Una adolescente de 17 años, pensativa, mira su pollera gris, sus zapatos náuticos, sus medias blancas, y anhela el momento de dejar ese uniforme para conquistar su sueño de vivir de lo que ama: las Ciencias Naturales. Se apura a escribir: “Me veo viajando y conociendo a otras personas que aman la vida tanto como yo”. Pero ella no se imaginó en ese momento que el camino hacia sus sueños no sería tan directo (¿Alguna vez acaso lo es?). La noticia de un embarazo no esperado (más si deseado, muy deseado) justo antes de ingresar a la Universidad le haría replantearse sus metas. Y sin dudarlo mucho más, se inscribió en la carrera de Ciencias Biológicas de la UNT, sabiendo en el fondo que lo más difícil no sería la carrera en sí misma, sino aprender a ignorar los prejuicios de los demás. Cuando escuchó un ¡Qué lástima! de parte de una docente al enterarse del embarazo, ella supo interiormente que estaría sola y que todo dependería de su propia voluntad y esfuerzo. Pasaron cinco años, cuando al sostener la bandera argentina en un acto de la Universidad, ella recordaría sonriendo las palabras de esa docente y las miradas acusadoras de algunos incrédulos que aún hoy piensan que la realización personal de una mujer sólo merece pasar por el plano familiar. Recordaría también a su padre que un año antes había dejado este plano físico, fruto de un accidente, también inesperado. Porque la vida es un poco eso, un conjunto de accidentes inesperados que súbitamente ponen a prueba nuestra integridad, nuestras creencias, nuestros objetivos. 

Fue así como esta adolescente que era, para ese entonces, una mujer decidió ir por más, dando un nuevo paso hacia el lugar que había imaginado desde ese banco de secundaria. Decidió seguir aprendiendo porque, después de todo, somos eternos aprendices. Ella se inscribió entonces para cursar sus estudios de Doctorado, motivada por el deseo permanente de ser un ejemplo para su hijo, así como por el deseo mismo de aprender. Pasaron cinco años más de estudio, de lectura, de capacitación, de cursos y congresos, pero haciendo esta vez simultáneamente lo que le apasiona: Investigar. Generar conocimiento y ponerlo a disposición, plantearse preguntas, resolver problemas, superar desafíos y, sobretodo, mantener la humildad para seguir aprendiendo de cada persona a lo largo del camino. 

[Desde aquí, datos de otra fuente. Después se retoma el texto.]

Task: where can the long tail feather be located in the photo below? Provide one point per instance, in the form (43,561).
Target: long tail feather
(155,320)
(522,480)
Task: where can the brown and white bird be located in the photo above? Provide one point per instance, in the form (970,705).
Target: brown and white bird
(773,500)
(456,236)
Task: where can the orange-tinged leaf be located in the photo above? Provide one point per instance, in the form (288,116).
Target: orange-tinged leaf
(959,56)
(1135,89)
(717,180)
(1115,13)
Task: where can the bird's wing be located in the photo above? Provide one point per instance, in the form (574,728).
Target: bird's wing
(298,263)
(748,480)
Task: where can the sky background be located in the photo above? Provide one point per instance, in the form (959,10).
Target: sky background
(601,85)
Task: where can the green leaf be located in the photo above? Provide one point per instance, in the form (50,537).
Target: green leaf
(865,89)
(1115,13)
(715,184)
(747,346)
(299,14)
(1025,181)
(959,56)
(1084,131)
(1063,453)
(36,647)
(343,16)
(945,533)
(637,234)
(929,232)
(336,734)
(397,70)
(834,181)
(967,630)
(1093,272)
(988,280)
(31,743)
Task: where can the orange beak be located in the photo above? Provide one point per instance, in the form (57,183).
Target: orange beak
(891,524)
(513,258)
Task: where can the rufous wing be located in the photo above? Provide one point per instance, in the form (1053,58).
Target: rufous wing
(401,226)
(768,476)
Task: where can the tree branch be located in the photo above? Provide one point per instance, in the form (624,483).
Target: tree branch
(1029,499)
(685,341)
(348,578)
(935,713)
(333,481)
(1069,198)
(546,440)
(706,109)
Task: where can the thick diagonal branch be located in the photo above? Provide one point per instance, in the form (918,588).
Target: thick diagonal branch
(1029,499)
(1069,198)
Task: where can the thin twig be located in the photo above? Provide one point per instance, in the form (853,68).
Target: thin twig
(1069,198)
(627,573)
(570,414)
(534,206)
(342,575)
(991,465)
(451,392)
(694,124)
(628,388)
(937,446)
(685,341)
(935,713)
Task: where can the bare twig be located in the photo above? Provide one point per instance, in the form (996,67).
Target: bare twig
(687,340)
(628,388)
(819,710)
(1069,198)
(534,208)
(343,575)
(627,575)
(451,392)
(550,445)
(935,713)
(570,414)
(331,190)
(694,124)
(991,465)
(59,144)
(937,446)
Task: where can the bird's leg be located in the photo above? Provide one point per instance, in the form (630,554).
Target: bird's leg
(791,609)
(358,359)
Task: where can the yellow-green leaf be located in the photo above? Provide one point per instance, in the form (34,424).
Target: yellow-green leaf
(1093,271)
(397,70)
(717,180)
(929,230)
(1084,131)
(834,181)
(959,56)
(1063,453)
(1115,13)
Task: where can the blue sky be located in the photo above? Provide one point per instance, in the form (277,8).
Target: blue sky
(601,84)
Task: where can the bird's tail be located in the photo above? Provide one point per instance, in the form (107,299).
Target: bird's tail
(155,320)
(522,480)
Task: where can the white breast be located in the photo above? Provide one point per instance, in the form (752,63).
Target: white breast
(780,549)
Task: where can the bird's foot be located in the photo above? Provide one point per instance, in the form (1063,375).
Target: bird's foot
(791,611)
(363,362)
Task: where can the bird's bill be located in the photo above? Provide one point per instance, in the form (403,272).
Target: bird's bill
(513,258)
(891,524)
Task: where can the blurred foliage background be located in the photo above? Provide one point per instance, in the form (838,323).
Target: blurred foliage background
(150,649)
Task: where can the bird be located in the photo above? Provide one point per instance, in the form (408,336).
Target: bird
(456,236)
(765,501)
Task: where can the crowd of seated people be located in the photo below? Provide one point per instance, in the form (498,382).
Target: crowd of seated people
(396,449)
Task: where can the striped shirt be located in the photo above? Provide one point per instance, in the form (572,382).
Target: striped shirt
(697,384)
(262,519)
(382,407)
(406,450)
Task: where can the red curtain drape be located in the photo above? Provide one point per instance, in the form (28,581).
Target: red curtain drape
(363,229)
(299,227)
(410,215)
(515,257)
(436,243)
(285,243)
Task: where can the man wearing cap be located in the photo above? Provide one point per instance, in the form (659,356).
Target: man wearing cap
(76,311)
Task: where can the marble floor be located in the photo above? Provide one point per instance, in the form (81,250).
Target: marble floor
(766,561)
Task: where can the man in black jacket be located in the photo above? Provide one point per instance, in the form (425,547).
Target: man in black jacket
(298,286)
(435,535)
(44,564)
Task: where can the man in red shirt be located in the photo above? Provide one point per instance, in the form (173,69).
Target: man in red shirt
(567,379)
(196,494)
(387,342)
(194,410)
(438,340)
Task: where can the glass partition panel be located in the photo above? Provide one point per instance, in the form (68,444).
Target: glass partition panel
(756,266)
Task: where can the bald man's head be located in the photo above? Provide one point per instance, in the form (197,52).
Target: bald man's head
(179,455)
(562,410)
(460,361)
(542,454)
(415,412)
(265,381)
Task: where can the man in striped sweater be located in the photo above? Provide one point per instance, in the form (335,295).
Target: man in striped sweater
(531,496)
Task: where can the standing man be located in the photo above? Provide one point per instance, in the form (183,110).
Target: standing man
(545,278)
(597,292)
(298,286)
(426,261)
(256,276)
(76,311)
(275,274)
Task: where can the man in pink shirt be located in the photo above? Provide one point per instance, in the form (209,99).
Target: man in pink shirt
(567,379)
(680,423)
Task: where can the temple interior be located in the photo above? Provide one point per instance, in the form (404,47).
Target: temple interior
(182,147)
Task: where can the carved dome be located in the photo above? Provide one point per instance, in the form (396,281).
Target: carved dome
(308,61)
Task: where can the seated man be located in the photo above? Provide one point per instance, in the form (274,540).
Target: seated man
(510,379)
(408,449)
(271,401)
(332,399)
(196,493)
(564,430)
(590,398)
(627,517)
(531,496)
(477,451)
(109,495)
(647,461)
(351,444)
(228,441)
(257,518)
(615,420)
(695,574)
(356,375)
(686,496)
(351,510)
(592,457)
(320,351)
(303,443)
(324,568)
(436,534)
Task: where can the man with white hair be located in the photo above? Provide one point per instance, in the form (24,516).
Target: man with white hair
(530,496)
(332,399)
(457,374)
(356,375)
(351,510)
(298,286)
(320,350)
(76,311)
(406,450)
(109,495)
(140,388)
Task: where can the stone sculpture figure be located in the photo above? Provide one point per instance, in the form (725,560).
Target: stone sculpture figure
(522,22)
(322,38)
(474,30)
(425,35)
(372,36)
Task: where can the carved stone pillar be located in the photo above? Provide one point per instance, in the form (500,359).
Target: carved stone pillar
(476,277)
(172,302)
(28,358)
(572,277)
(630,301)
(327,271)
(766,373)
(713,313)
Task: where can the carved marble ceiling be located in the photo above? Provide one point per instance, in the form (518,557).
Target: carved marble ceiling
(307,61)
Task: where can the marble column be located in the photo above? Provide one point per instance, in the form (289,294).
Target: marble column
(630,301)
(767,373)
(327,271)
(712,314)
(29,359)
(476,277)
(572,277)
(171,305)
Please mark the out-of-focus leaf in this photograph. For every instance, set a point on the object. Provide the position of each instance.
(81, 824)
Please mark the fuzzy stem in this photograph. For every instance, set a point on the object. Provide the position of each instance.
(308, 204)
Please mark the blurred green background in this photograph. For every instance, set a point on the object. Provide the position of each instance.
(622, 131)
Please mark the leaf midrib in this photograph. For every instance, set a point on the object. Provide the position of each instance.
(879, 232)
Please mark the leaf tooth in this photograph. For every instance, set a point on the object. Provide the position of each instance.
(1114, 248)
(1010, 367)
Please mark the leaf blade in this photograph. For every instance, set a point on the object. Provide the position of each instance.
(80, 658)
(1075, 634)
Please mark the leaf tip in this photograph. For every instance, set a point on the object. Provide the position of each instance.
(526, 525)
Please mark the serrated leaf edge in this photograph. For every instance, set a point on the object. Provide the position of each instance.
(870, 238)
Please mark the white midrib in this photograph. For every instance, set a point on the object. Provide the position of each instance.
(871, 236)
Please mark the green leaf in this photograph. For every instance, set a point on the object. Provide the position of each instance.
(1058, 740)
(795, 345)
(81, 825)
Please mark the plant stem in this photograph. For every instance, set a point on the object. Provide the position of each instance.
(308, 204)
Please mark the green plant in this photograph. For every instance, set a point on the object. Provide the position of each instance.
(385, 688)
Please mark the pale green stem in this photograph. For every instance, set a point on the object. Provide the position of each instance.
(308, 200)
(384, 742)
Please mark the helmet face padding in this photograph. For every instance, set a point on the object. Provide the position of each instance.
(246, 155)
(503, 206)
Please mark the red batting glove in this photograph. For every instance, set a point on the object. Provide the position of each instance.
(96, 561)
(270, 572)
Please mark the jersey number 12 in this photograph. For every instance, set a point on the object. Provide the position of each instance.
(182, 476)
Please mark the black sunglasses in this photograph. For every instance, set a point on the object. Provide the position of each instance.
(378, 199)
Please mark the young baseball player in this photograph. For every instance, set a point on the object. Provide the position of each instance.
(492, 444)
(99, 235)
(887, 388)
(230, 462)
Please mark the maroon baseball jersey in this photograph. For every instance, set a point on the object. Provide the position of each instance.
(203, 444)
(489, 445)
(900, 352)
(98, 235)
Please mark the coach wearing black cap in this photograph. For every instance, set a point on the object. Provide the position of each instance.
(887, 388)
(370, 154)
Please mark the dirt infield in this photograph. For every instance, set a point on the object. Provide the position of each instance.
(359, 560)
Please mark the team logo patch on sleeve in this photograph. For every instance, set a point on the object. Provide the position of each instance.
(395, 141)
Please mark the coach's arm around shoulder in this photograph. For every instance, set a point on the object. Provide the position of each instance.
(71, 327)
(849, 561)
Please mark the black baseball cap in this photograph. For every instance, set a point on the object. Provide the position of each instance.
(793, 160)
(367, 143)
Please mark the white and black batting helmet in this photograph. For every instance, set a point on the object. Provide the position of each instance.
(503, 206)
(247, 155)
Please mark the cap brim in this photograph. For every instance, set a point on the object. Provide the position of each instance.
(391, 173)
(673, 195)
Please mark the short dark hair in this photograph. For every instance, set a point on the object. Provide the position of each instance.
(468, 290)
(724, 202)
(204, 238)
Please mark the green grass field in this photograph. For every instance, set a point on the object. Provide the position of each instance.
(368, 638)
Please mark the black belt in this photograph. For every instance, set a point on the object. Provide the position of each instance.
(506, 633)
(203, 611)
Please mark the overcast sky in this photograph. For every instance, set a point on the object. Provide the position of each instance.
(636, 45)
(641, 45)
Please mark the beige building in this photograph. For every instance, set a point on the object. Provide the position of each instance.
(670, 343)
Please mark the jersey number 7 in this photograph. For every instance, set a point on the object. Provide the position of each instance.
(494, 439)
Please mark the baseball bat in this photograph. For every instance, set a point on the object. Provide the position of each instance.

Durante el Doctorado uno sigue aprendiendo la diferencia entre expectativas y realidad al momento de fijar objetivos; la distancia entre uno y sus objetivos nunca es lineal ni es constante, sino que se parece más a un camino minado con diferentes situaciones personales, profesionales y económicas enterradas en ubicaciones desconocidas. Y en un país donde la generalidad son los gobiernos que no tienen a la ciencia como prioridad en su agenda política, ese camino puede tornarse aún más sinuoso. Por todo esto, cuando uno llega al final del camino con su Tesis en mano lista para ser entregada como quien le regala un hijo a la vida, uno entiende que dentro de esas hojas hay sentimientos y aprendizajes encapsulados que van mucho más allá de los conocimientos en Ciencias Naturales. Uno tuvo que aprender a forjar su carácter, a superar adversidades, a relacionarse con distintas personas, a separar cuando es necesario lo personal de lo profesional, sin perder la humanidad, a elegir, a renunciar a otras posibilidades, a aprender a estar muchas veces lejos de la familia, a distribuir los tiempos entre la vida profesional y la personal intentando mantener un equilibrio (siempre difícil de alcanzar), a pedir ayuda y a apoyarse en los seres queridos (fundamentales en esos momentos en los que uno está tentado a abandonar), a deconstruirse permanentemente, a desandar caminos y romper estructuras, a mirar las situaciones desde distintos puntos de vista, a tener miedo y, a pesar del miedo, seguir, seguir siempre hacia adelante porque, citando a Teresa Parodi, nuestro andar es como el del río… sin regreso. “Sé que no sabes volver, que no puedes volver, como yo que no vuelvo”. Por eso sólo nos resta ser valientes para que esos niños/adolescentes que fuimos se sientan orgullosos de los adultos que llegamos a ser, para atrevernos a ser lo que esos niños se animaron a soñar.